April 12, 2019

App to connect consumers with local food gains traction

PHOTO | Contributed
PHOTO | Contributed
Katherine Robucci and Brendan Tyma hope their app will connect communities with fresh local food products.

A pair of Connecticut college students recently won $30,000 to develop an app described as a "virtual farmer's market" designed to help users find farm-fresh local food.

Brendan Tyma of Woodbridge, a student at Gateway Community College, and Katherine Robucci, a student at Central Connecticut State University, co-founded the business Locavore. While an herbivore eats plants and a carnivore craves meat, a "locavore" is someone whose diet is primarily comprised of local food — produced or grown within 100 miles.

Engineer.ai of California, which helps companies build and operate custom-designed software, announced the winners of its competition in March, and Locavore earned second-place honors.

"Farmers' markets have become more and more popular as 'going local' has become an international phenomenon," the company said in an announcement. "That's why we think the idea of Locavore will really catch on."

Judges thought Locavore had a high probability of becoming a viable business.

"Bringing fresh produce from farmers markets into the hands of interested customers starting in Connecticut and moving beyond to the New England area not only seems like a worthy idea, but also something that's scalable for success," Engineer.ai's announcement said.

With this funding, Tyma said the goal is to launch the app by the spring of 2020.

"It was a wonderful experience competing," Tyma said. "Our goal is to start in Connecticut, and then branch out to New England and hopefully expand along the East Coast, as most farmers markets are on the East Coast."

The students participated in a college New Venture Challenge course, for which they had to come up with a business model in eight weeks and present it, according to Tyma, an entrepreneurial studies major at Gateway.

While there was a similar app using the Locavore name launched on the West Coast earlier in the decade, Tyma said it appears to no longer be available or active.

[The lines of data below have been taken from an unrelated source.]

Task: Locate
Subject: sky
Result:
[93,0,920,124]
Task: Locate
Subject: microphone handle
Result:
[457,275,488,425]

The students consulted with an attorney to ensure there would be no conflict, according to Tyma.

This month, Tyma and Robucci filed Locavore LLC with the Connecticut Secretary of the State's office.

Tyma, a U.S. Army veteran, has business experience already. He owns BeeSpoke Farm and Apiary in Woodbridge, which specializes in honey bee starter colonies.

Tyma surveyed consumers and found a large number responded positively to the idea for the Locavore app, which will support local vendors while offering convenience to consumers.